Kirchheim

Schüler stimmen auf dritten Advent ein

Konzert Mit alten und neuen Weihnachtsliedern brachten Schüler der Kirchheimer Musikschule am Samstag vor dem dritten Advent die Martinskirche zum Klingen. Von Elisabeth Selch

Besinnliche Musik in der Vorweihnachtszeit gab es in der Martinskirche. Foto: Markus Brändli
Besinnliche Musik in der Vorweihnachtszeit gab es in der Martinskirche. Foto: Markus Brändli

In der Weihnachtszeit besinnt man sich gern auf Traditionen - und eine besonders schöne Kirchheimer Tradition fand am Samstag statt: das Adventskonzert der Musikschule Kirchheim in der Martinskirche. Dass Musikschüler jeden Alters für einen guten Zweck ihre Instrumente und Stimmen festlich erklingen lassen, gehört zum Advent hier fest dazu. Wie jedes Jahr sammelte die Musikschule beim Adventskonzert Spenden für die Teckboten-Weihnachtsaktion, die der Musikschulleiter, Hans-Peter Weyhmüller, vorstellte.

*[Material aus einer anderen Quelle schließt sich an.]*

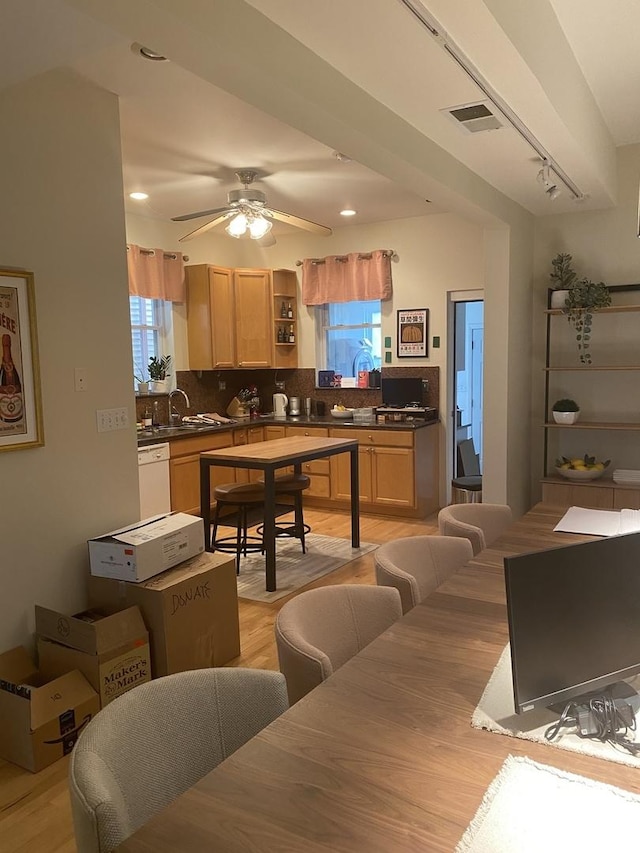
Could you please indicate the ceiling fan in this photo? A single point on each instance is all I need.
(248, 214)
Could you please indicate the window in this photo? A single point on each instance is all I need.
(349, 337)
(150, 331)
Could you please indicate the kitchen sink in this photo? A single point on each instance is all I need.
(179, 429)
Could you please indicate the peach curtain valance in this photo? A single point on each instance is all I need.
(156, 274)
(357, 277)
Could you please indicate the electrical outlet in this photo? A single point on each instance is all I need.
(112, 419)
(80, 378)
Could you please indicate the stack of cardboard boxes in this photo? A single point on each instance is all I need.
(159, 604)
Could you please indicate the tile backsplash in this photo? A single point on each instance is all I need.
(206, 395)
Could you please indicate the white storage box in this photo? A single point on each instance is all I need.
(145, 549)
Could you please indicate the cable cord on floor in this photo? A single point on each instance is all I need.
(598, 718)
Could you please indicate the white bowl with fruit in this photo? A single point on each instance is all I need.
(585, 468)
(341, 412)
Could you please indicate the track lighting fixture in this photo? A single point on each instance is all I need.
(545, 178)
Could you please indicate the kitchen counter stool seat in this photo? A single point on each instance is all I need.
(239, 497)
(292, 485)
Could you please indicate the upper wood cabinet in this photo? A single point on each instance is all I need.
(211, 317)
(231, 318)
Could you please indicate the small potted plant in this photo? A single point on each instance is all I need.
(159, 370)
(565, 411)
(584, 297)
(562, 277)
(143, 385)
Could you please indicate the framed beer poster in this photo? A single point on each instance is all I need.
(413, 331)
(20, 401)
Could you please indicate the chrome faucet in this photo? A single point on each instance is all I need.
(174, 416)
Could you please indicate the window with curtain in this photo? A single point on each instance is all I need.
(150, 331)
(349, 336)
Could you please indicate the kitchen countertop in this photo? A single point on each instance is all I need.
(156, 435)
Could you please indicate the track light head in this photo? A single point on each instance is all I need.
(545, 179)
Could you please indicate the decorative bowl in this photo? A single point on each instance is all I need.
(573, 474)
(566, 417)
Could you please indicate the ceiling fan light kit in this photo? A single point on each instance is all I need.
(248, 208)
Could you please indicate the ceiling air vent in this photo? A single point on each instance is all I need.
(474, 118)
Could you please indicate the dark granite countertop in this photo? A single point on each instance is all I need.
(156, 435)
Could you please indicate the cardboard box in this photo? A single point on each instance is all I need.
(145, 549)
(111, 651)
(191, 612)
(40, 719)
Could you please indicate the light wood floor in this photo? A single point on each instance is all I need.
(35, 814)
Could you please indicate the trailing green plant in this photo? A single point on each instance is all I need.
(562, 274)
(159, 367)
(584, 297)
(565, 405)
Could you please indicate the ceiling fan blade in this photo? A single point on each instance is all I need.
(306, 224)
(204, 228)
(199, 213)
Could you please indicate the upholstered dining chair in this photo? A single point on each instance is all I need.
(319, 630)
(154, 742)
(417, 565)
(481, 524)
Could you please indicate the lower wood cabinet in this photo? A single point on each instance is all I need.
(595, 495)
(398, 468)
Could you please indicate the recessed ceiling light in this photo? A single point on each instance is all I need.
(147, 53)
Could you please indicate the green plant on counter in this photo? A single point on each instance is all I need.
(159, 367)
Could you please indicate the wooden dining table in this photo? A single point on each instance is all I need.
(269, 456)
(381, 757)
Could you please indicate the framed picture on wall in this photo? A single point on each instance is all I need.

Den Anfang machte das Posaunenensemble unter Leitung von Johannes Stortz, das mit „Wachet auf, ruft uns die Stimme“ einen stimmungsvollen Einstieg in das Konzert präsentierte. Weiter ging es mit feierlichen und beschwingten Stücken, ebenfalls von den vier Posaunisten gespielt. Danach füllte Gesang aus zahlreichen Kehlen die Kirche, als alle Chöre der Musikschule singend durch die Kirche nach vorne schritten. Unter Leitung von Maria Martinez und Beate Hofmann-Mundl versprühten die jungen Sänger des Vor- und Hauptchors mit spanischen Weihnachtsklängen gute Laune, genauso wie die Curly Girls mit dem Popsong „All I want for Christmas is you“. Warum ausgerechnet der eher traurig-wütende Song „Jar of Hearts“ für das Adventskonzert ausgewählt wurde, erscheint fraglich - immerhin bot er einigen Solistinnen die Möglichkeit, ihre Stimmen zu präsentieren. Poppig ging es mit dem Jugendchor unter der Leitung von Michael Holder weiter, bevor die Streicher die Bühne eroberten.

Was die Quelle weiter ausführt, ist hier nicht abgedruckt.